Le deuxième volume, Je est un autre, qui débute au matin du troisième jour pour se conclure le cinquième, complexifie encore la donne puisqu’au mystère de la relation entre les deux Asle, l’un citadin noyé d’alcool l’autre campagnard ayant substitué une forme de mysticisme à l’ivresse permanente, semble se superposer celui des deux femmes que le narrateur croise alternativement. Elles aussi, l’une citadine, l’autre non, portent un seul prénom, Guro, et se ressemblent étrangement. Le continuum du monologue, pour autant, s’obstine à traverser les jours dans leur matérialité brute tout en orchestrant le passé, restituant dans un présent atemporel la mémoire de scènes déterminantes de l’enfance et de l’adolescence – comme s’il s’agissait, non pas de les dé-peindre, mais de les dés-écrire ou les dé-parler pour s’en délivrer : ainsi de scènes hantées par la peur panique qui a pu saisir le narrateur, au lycée, quand il lui fallait en classe « lire à voix haute » : un souvenir traumatique que l’on retrouve dans la bouche de Fosse lui-même en introduction de son discours de réception du prix Nobel.
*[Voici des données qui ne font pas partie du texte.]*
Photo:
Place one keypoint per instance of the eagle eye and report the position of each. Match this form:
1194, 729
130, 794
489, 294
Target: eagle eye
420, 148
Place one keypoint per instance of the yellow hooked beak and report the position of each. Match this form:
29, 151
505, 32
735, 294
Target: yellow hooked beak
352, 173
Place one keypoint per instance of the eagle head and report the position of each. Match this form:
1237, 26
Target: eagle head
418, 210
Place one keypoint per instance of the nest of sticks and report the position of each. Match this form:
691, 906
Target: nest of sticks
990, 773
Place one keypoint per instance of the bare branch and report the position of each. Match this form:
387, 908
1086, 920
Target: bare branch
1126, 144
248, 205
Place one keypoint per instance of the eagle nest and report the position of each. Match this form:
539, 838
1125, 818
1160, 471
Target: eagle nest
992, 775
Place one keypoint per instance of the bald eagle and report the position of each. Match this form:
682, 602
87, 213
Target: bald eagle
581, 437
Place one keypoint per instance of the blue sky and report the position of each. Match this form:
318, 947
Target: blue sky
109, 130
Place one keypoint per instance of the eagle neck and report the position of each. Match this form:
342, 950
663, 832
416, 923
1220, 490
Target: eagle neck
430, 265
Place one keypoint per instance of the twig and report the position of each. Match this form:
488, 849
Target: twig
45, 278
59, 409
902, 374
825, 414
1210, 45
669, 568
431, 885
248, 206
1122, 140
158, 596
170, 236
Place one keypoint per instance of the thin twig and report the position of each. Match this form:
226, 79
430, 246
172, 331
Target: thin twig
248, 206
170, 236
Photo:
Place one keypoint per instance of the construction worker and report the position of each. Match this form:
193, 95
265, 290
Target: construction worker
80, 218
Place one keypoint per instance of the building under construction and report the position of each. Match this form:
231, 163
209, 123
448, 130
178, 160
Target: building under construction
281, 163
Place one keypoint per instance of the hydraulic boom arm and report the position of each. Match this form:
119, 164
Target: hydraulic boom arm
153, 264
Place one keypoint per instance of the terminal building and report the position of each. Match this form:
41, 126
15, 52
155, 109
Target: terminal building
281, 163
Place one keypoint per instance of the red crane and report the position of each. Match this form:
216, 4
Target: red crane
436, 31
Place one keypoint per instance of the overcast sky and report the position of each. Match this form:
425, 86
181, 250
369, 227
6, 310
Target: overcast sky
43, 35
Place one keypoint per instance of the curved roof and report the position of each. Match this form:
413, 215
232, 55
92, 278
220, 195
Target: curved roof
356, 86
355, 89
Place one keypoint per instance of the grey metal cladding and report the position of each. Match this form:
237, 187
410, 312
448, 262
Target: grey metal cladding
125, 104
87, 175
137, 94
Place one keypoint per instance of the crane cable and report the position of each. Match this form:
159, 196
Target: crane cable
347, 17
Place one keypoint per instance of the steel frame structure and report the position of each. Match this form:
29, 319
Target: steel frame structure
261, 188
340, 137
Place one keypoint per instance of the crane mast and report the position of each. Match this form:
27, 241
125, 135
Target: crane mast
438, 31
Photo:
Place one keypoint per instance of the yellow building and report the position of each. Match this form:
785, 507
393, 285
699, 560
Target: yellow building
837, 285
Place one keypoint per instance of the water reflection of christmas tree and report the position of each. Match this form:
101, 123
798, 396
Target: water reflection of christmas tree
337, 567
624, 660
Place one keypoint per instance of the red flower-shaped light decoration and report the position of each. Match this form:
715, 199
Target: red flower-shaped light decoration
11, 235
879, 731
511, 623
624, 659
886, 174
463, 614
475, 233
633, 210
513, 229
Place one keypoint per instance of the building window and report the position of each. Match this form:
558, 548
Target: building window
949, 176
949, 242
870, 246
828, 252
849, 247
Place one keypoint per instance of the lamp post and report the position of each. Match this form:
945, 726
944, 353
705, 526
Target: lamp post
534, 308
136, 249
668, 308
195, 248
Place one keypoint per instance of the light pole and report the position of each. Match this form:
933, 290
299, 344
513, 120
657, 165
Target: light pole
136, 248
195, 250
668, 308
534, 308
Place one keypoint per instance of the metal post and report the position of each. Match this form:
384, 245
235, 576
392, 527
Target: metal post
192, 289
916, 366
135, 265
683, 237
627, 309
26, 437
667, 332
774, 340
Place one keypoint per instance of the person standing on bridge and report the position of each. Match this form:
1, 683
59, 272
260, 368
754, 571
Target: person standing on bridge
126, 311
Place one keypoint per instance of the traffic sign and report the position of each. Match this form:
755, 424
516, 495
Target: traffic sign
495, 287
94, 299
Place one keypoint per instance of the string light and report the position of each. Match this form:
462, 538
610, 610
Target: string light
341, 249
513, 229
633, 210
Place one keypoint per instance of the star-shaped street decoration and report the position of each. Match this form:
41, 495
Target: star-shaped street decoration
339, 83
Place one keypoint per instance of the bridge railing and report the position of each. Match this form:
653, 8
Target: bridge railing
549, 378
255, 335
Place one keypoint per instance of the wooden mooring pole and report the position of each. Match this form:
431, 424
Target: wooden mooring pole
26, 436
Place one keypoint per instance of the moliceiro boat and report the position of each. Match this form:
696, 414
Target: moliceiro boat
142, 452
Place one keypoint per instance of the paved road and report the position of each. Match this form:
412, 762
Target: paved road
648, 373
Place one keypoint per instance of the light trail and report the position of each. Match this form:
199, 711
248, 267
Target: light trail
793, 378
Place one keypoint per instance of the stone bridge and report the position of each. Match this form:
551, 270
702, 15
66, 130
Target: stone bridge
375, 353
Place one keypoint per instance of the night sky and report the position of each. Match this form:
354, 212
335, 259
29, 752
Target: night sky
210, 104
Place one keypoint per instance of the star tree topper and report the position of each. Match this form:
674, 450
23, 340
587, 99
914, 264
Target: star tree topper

Alors que l’information véhiculée en contrebande ne cesse de s’étoffer (outre la première rencontre des deux Asle, on apprend comment le galeriste Beyer s’est tôt intéressé à l’œuvre du narrateur, ou comment sa jeune sœur est morte subitement, durant l’enfance), alors que s’approfondit également la relation apparemment superficielle avec son voisin paysan qui se révèle dans l’atelier, en l’absence d’aucune formation, le meilleur « regardeur de tableaux » qui soit, s’accentue d’un volume à l’autre ce qui va être principalement le sujet de cet article : une capacité sidérante à confondre les temporalités dans le présent du monologue intérieur, et, pour employer une métaphore qui vaut ce qu’elle vaut, à modeler les différentes strates temporelles avec, en apparence bien entendu, la même facilité fascinée que l’enfant peut éprouver face aux bâtonnets de pâte à modeler l’invitant à mélanger les couleurs, contre tous les usages recommandés – et d’abord cela lui fait des boules bi ou tricolores, puis des lignes comme des vagues, des veines, et peu à peu les teintes se mélangent et surgit toute une palette infinie, tantôt merveilleuse tantôt étrangement dégoûtante, autant de déclinaisons impures et parfois saugrenues mais pourtant bien réelles de jaunes, de marrons ou de bleus.

Et, certes, l’art de Fosse est bien moins hasardeux que la métaphore ici employée, il n’empêche : le futur peintre Asle, dans la dernière partie de L’autre nom, juste avant que ne surgisse la mémoire d’une agression sexuelle qu’il a subie dans la voiture du « rasé » dont on lui avait pourtant bien dit de se méfier, essayait en vain de partager avec sa petite sœur sa fascination pour les couleurs, prenant conscience face à une remise à bateaux des variations de teintes qui sont indéniablement « marron », que l’on dira donc « marron », et qui pourtant sont tellement différentes les unes des autres qu’elles réclameraient assurément d’avoir chacune leur nom, à la manière au fond de nos états d’âme dilués dans le temps.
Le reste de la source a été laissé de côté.